楽天ペイとは、楽天株式会社が提供しているオンライン向けのID決済サービスです。

ユーザーは楽天会員に登録しておけば、登録済みの会員IDを利用してECサイトでのショッピングが可能。楽天IDとパスワードの入力だけで登録済みの情報が反映されるため、手間のかかる個人情報やクレジットカード情報の入力をスキップして手軽に決済を完了できます。

また、人気の高い楽天ポイントの利用や獲得を行える点も、ユーザーメリットの高い点でしょう。

楽天経済圏のユーザーを自社ECに引き込める

2019年11月に行われた楽天の決算報告によると、楽天の会員IDの保有者数は1億人を突破。
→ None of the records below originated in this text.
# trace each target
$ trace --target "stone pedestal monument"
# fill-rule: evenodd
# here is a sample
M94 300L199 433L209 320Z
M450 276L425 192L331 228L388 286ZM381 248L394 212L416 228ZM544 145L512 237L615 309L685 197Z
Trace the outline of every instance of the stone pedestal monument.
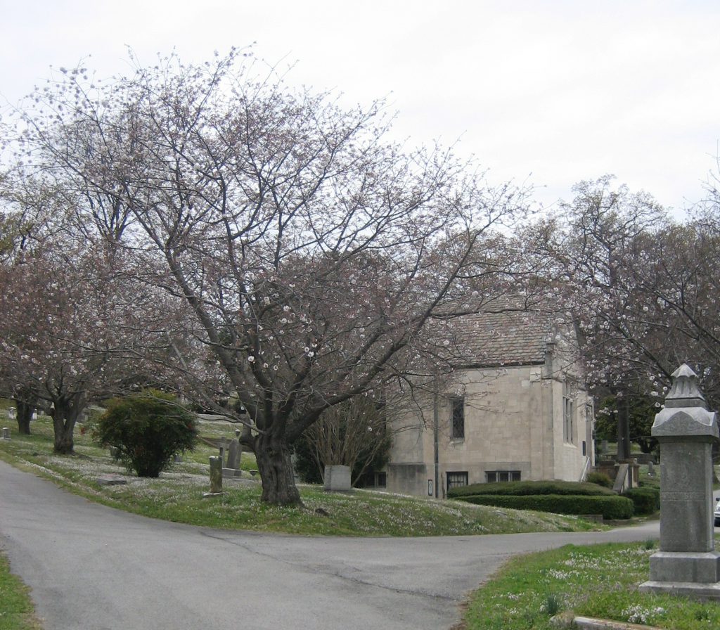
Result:
M228 447L228 464L222 467L224 479L236 479L242 472L240 470L240 458L243 455L243 447L240 444L240 429L235 430L235 439L230 441Z
M640 590L720 599L712 488L718 423L697 381L687 365L675 370L652 425L660 444L660 549L650 557L650 580Z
この数字は言い換えれば、1億人以上のユーザーが楽天ペイによる決済を利用できるということになります。

これは顧客獲得を目指すEC事業者にとっては実に魅力的な数字で、いわゆる「楽天経済圏(楽天のサービスで構築される経済圏のこと)」のユーザーを自社ECに引き込めるということになります。

ECサイトの運営において集客、とくに新規顧客の獲得はもっともハードルの高いポイントですが、楽天ペイの導入はこの課題を解決しサイトの売上アップに大きく貢献してくれる一手となるでしょう。

楽天ペイを自社ECに導入する5つのメリット

ここからは、楽天ペイを自社ECに導入するメリットについて、深掘りしていきます。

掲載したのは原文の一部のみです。